Turing Tests

Jaap Grolleman
3 min readNov 17, 2017

As an individual, we’re never certain whether others have thoughts and inner workings just like our own, simply because we can never look into someone else’s mind. The most we can do is to figure that if others have normal human interactions, they’re probably conscious like ourselves.

Alan Turing proposed that we test computers the same way; through interacting. If computers are capable of human interactions, would that mean they’re conscious? In his 1950 paper, Turing wanted to answer the big question, ‘Can machines think?’, and devised a test which is now known as the Turing Test.

To pass the Turing Test, a computer has to correspond with a panel of judges through text messages and convince them into thinking they’re chatting with a real person. If enough judges believe they do, the computer passes the test.

In the 1960’s, the program ELIZA tried to pass by acting like a psychologist, encouraging the correspondents to talk more and reflecting their own questions back at them. 1972’s software PARRY simulated a person with paranoid schizophrenia, steering the conversation towards its own preprogrammed obsessions. The chatbot ‘Eugene Goostman’ fooled judges by enacting a young Ukrainian boy writing in English, thus using the apparent language and cultural barrier to explain its awkward use of grammar.

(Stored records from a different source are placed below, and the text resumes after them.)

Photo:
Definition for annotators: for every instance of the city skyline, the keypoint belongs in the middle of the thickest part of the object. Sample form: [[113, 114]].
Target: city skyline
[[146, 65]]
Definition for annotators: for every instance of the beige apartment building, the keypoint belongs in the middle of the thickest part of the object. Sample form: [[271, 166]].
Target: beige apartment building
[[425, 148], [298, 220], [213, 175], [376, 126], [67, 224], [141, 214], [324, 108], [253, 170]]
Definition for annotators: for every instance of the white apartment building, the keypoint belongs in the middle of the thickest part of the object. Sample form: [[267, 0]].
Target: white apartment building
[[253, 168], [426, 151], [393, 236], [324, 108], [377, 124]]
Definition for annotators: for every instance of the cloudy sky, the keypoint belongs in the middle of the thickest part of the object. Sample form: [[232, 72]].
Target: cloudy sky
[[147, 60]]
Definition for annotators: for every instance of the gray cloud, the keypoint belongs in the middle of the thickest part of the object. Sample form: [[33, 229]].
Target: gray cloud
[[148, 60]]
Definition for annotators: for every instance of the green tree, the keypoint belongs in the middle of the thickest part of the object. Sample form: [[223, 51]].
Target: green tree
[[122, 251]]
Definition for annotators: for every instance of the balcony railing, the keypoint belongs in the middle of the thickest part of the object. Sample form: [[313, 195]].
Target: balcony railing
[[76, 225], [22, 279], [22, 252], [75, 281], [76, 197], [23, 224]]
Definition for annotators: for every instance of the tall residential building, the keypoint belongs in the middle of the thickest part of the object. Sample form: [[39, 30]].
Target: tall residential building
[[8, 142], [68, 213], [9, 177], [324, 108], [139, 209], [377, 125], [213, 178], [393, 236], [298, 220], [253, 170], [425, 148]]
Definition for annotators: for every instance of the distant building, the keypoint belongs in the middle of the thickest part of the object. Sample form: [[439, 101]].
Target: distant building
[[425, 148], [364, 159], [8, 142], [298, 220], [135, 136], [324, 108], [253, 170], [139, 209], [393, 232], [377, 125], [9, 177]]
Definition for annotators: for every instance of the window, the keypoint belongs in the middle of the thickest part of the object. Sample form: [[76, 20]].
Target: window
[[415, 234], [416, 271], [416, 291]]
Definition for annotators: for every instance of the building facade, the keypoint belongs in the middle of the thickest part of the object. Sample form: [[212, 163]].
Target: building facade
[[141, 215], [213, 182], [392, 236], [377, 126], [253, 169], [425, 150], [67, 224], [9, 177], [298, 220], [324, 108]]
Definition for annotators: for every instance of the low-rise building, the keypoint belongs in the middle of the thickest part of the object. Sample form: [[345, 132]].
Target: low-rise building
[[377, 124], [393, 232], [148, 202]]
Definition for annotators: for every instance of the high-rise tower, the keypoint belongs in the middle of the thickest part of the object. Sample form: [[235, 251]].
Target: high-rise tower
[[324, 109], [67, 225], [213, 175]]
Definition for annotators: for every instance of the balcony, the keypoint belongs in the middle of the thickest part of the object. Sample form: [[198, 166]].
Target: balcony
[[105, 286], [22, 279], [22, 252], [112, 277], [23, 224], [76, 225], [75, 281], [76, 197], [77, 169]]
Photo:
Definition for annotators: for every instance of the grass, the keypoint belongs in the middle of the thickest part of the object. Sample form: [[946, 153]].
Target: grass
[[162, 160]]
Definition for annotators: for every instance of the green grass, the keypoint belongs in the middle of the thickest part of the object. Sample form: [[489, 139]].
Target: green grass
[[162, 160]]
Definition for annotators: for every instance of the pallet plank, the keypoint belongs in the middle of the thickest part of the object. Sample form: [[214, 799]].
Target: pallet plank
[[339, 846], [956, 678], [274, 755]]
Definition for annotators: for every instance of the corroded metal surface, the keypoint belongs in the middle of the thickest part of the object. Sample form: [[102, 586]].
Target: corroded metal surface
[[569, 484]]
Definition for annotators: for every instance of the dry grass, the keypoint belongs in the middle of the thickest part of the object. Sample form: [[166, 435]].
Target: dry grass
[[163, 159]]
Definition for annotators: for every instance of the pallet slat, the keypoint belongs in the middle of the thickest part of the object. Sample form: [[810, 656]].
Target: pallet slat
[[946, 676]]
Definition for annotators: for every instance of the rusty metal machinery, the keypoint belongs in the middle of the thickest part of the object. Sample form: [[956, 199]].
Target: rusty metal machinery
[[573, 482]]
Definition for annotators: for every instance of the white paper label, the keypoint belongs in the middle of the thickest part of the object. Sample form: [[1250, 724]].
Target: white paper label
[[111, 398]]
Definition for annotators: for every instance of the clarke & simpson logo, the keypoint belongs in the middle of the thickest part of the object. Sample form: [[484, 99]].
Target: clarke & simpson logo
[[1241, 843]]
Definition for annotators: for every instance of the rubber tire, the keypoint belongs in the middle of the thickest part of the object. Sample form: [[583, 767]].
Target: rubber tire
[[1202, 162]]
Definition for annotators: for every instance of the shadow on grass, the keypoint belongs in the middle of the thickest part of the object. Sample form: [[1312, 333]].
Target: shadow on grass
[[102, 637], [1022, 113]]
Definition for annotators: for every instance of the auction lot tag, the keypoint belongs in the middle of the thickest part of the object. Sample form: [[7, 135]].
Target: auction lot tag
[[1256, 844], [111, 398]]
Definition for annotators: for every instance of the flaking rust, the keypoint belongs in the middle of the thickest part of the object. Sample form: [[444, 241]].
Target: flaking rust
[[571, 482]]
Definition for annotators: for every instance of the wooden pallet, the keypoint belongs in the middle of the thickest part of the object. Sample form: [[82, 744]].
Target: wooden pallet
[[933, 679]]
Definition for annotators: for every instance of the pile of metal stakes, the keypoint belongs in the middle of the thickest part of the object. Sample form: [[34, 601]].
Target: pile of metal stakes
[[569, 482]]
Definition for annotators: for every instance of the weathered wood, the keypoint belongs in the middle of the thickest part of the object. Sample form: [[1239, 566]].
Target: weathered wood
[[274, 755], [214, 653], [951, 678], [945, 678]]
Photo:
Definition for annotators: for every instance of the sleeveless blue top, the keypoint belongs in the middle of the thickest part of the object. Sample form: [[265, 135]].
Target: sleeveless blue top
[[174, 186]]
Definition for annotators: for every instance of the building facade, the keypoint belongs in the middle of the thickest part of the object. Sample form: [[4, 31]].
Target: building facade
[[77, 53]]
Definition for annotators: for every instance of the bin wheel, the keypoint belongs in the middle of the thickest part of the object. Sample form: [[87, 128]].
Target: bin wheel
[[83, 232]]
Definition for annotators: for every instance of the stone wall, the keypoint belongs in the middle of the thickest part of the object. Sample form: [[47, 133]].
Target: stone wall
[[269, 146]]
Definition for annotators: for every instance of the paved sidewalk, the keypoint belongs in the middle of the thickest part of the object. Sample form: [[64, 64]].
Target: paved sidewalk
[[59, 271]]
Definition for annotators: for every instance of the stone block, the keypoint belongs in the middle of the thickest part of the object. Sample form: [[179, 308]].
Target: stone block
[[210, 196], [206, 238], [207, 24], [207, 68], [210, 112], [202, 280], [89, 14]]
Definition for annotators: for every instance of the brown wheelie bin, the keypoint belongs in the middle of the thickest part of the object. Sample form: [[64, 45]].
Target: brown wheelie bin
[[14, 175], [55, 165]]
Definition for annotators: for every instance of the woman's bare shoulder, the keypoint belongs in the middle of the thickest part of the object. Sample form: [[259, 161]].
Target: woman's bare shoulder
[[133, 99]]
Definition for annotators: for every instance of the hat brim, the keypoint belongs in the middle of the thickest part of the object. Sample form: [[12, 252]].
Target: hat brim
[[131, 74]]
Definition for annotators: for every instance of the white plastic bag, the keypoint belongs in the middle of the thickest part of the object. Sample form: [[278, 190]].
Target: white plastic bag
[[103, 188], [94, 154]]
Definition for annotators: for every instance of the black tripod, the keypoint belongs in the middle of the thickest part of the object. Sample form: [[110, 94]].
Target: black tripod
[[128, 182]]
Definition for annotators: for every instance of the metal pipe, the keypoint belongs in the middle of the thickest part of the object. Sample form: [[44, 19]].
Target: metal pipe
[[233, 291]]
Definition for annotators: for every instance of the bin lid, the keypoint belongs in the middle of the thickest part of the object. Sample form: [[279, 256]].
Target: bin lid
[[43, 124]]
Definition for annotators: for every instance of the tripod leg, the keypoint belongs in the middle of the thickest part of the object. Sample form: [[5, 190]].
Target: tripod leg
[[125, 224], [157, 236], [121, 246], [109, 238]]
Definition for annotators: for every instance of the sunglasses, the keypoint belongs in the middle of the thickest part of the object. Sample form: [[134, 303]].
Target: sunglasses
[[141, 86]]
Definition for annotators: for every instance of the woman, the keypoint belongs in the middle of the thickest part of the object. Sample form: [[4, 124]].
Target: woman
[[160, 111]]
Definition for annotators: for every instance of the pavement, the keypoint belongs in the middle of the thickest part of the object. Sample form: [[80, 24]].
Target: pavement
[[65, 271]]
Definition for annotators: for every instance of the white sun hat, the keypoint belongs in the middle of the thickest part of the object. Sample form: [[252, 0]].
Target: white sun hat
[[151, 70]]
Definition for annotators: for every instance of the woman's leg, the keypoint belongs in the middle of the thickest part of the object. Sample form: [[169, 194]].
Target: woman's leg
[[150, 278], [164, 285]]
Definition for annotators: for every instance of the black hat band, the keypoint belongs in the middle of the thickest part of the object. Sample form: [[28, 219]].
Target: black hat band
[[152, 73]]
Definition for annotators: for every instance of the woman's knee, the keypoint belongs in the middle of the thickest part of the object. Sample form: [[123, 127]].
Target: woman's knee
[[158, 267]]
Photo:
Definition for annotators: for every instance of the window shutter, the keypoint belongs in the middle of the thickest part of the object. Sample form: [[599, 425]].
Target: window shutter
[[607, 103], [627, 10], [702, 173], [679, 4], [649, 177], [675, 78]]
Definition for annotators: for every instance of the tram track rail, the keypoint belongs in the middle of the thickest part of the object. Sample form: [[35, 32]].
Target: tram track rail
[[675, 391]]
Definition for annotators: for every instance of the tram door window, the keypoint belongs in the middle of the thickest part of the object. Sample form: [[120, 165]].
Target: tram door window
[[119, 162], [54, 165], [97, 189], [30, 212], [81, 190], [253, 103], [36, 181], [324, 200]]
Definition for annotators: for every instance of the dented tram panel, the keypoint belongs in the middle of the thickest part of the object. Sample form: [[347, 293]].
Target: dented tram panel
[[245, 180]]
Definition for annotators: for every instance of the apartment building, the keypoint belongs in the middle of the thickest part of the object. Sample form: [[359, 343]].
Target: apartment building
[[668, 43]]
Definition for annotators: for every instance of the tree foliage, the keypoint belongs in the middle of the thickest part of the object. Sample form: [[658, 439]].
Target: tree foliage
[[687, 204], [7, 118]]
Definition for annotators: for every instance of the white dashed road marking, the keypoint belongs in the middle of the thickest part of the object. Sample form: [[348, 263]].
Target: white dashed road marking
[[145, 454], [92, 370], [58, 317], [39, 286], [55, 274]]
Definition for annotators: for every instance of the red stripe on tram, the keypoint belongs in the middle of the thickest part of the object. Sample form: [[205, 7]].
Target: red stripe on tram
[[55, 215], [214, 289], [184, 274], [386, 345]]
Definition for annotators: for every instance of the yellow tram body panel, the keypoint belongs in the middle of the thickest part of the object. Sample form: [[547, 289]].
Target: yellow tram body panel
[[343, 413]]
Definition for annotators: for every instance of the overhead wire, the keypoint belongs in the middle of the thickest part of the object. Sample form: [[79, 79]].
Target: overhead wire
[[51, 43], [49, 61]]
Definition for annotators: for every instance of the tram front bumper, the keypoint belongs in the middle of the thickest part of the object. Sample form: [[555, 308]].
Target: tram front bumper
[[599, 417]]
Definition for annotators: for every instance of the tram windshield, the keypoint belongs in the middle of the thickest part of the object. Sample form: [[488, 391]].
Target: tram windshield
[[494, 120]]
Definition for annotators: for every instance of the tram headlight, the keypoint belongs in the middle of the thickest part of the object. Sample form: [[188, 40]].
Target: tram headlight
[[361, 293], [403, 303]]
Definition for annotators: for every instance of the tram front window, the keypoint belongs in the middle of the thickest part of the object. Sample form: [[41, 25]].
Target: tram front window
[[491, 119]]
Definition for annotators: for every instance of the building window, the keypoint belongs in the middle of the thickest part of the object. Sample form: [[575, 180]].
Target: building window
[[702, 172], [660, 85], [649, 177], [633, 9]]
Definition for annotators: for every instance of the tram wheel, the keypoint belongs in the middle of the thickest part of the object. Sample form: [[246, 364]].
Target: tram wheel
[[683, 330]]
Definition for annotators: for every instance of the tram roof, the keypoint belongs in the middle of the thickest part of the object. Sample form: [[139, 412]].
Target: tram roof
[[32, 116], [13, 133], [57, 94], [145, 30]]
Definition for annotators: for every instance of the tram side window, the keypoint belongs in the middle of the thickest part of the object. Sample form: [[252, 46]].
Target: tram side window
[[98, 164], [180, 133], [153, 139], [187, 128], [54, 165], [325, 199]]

These particular programs did well because the makers realised that easiest way to pass the test is to fool the judges into thinking the program is intelligent, rather than actually being intelligent. In other words; they realised that to pass the test, being intelligent is totally irrelevant.

Turing himself had his own Turing Test in his life, as a homosexual in 1950’s United Kingdom. In that time and place, homosexuality was considered a criminal offence, but reality it didn’t matter whether Turing was attracted to men. It only mattered that he didn’t show it, especially in public.

Whether it’s a good or a bad thing, our lives are riddled with such Turing Tests. Just think about how in many relationships, especially in business, it doesn’t matter whether people actually like each other, it only matters that they leave the impression they do. And we think chocolate tastes better when it’s sold in a golden Ferrero Rocher’s wrappings, and therefor it actually does (whether it actually does in a blind test is irrelevant). It’s not important for placebo medicine to really work, it only has to fool its judge in order to work.

And so what if virtual reality becomes so good that we can’t distinguish it from reality? Could we could stop flying around the world to experience a tropical beach? We could save a lot of money and CO2 that way. And when substitute meat passes the Turing Test of meat, we could stop intensive animal farming.

Turing’s actual name for the test is ‘the Imitation Game’, and it’s something we play every day. The Imitation Game’s point not to be real, but to pretend to be real. And if we can’t distinguish between those two, why does it matter?